In [1]:
import sys
sys.path.append('../../code/')

In [2]:
%load_ext autoreload
%autoreload 2

from libs import io
from libs import constants
from libs import vis
from libs.visuals import grid
from libs import helpers
# from libs.metrics import aggregators
from libs.metrics import helpers as helpers_metrics
from libs.visuals import polar_infra
from libs.visuals import constants as grid_constants
# from libs import latex

Available LLMs: (24): llama-3.3-8b llama-4-scout llama-4-mav gpt-oss-20b gpt-oss-120b qwen3-8b qwen3-14b qwen3-32b qwen3-30b-a3b-2507 qwen3-235b-a22b-2507 gemma-3-12b gemma-3-27b mistral-small-3.2-24b mistral-medium-3 llama-3.1-70b llama-3.3-70b llama-3.1-405b grok-4-fast deepseek-chat-v3.1 deepseek-r1-0528 gemini-2.5-flash gemini-2.5-flash-grounded gemini-2.5-pro gemini-2.5-pro-grounded


  from .autonotebook import tqdm as notebook_tqdm


# Steps
1. read summaries
2. read valid responses
3. read factuality
4. read similarities
5. summarize metrics of interest per response (some will need summaries, others factuality)

# Setup

In [3]:
APS_OA_DATA_TAR_GZ = '../../../APS/data/final_dataset.tar.gz'
APS_OS_DISCIPLINE_DEMOGRAPHICS = '../../results/interventions/metadata/disciplines_author_demographics.csv'
FN_COAUTHORSHIP = '../../../APS/results/augmented_aps/coauthorships.csv'


In [4]:
SUMMARY_PATH = '../../results/interventions/summaries'
VALID_RESPONSES_PATH = '../../results/interventions/valid_responses'
FACTUALITY_PATH = '../../results/interventions/factuality'
SIMILARITY_PATH = '../../results/interventions/similarities'

PLOTS_PATH = '../../results/interventions/plots'
TABLES_PATH = '../../results/interventions/tables'
LATEX_PATH = '../../results/interventions/latex'

io.validate_path(PLOTS_PATH)
io.validate_path(TABLES_PATH)
io.validate_path(LATEX_PATH)

In [5]:
vis.sns_reset()
vis.sns_paper_style(font_scale=1.55)

## Data

In [6]:
# Load the summary data for each model (all outputs)
df_summary_all = io.pd.concat([io.read_csv(io.path_join(SUMMARY_PATH, f"experiments_{model}.csv"), low_memory=False) for model in constants.LLMS], ignore_index=True)
df_valid_responses_all = io.pd.concat([io.read_csv(io.path_join(VALID_RESPONSES_PATH, f"{model}.csv"), index_col=0, low_memory=False) for model in constants.LLMS], ignore_index=True)
df_factuality_author_all = io.pd.concat([io.read_csv(io.path_join(FACTUALITY_PATH, f"{model}_author.csv"), index_col=0, low_memory=False) for model in constants.LLMS], ignore_index=True)
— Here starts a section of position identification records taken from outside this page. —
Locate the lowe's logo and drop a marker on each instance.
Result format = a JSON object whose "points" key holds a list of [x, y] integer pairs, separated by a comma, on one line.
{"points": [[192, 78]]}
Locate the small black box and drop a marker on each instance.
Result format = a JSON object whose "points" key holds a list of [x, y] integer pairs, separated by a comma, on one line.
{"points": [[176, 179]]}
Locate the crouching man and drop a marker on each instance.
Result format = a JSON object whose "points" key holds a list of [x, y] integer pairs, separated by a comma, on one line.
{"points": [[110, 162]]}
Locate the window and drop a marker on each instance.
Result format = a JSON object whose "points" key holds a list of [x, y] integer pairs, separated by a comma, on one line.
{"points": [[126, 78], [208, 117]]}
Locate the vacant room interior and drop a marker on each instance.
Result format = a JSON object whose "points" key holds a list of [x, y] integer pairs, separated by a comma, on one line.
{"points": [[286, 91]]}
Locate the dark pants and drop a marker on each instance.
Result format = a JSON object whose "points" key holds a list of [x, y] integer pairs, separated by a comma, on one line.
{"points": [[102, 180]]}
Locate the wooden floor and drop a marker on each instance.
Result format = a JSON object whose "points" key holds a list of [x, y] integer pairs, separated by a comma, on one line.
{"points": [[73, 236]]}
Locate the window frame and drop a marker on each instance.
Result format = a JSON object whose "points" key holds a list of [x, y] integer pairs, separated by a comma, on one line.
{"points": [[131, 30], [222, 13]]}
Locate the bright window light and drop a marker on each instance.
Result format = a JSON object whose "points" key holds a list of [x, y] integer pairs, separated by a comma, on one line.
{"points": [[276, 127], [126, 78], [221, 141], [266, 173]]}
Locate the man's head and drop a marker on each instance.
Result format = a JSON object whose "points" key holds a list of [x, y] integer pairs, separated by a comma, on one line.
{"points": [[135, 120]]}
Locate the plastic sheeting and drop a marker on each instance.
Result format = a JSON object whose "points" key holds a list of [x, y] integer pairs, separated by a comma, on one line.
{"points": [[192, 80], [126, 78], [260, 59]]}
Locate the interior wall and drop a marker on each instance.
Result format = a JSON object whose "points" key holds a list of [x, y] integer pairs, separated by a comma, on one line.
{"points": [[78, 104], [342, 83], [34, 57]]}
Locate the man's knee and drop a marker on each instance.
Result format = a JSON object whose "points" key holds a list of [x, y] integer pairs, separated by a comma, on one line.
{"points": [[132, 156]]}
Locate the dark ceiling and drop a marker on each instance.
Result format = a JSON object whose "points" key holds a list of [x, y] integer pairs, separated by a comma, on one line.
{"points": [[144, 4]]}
df_similarity_all = io.pd.DataFrame()
for model in constants.LLMS:
    for fn in io.glob.glob(io.path_join(SIMILARITY_PATH, f"{model}_*.csv")):
        tmp = io.read_csv(fn, low_memory=False, index_col=0)
        df_similarity_all = io.pd.concat([df_similarity_all, tmp], ignore_index=True)


df_summary_all.shape, df_valid_responses_all.shape, df_factuality_author_all.shape, df_similarity_all.shape
# (72117, 20)

((72117, 20), (3365532, 17), (3365532, 36), (513, 32))

In [7]:
# filter period for open-weight models
# 2026-01-15 some models were not available (eg. gemma, qwen)
# propietary models were available all the time (on different dates; we take them all)
start_date = '2025-12-19'
end_date = '2026-01-18'

# filter out interventions
query = "((not model.str.contains('gemini') and date >= @start_date and date <= @end_date) or model.str.contains('gemini'))"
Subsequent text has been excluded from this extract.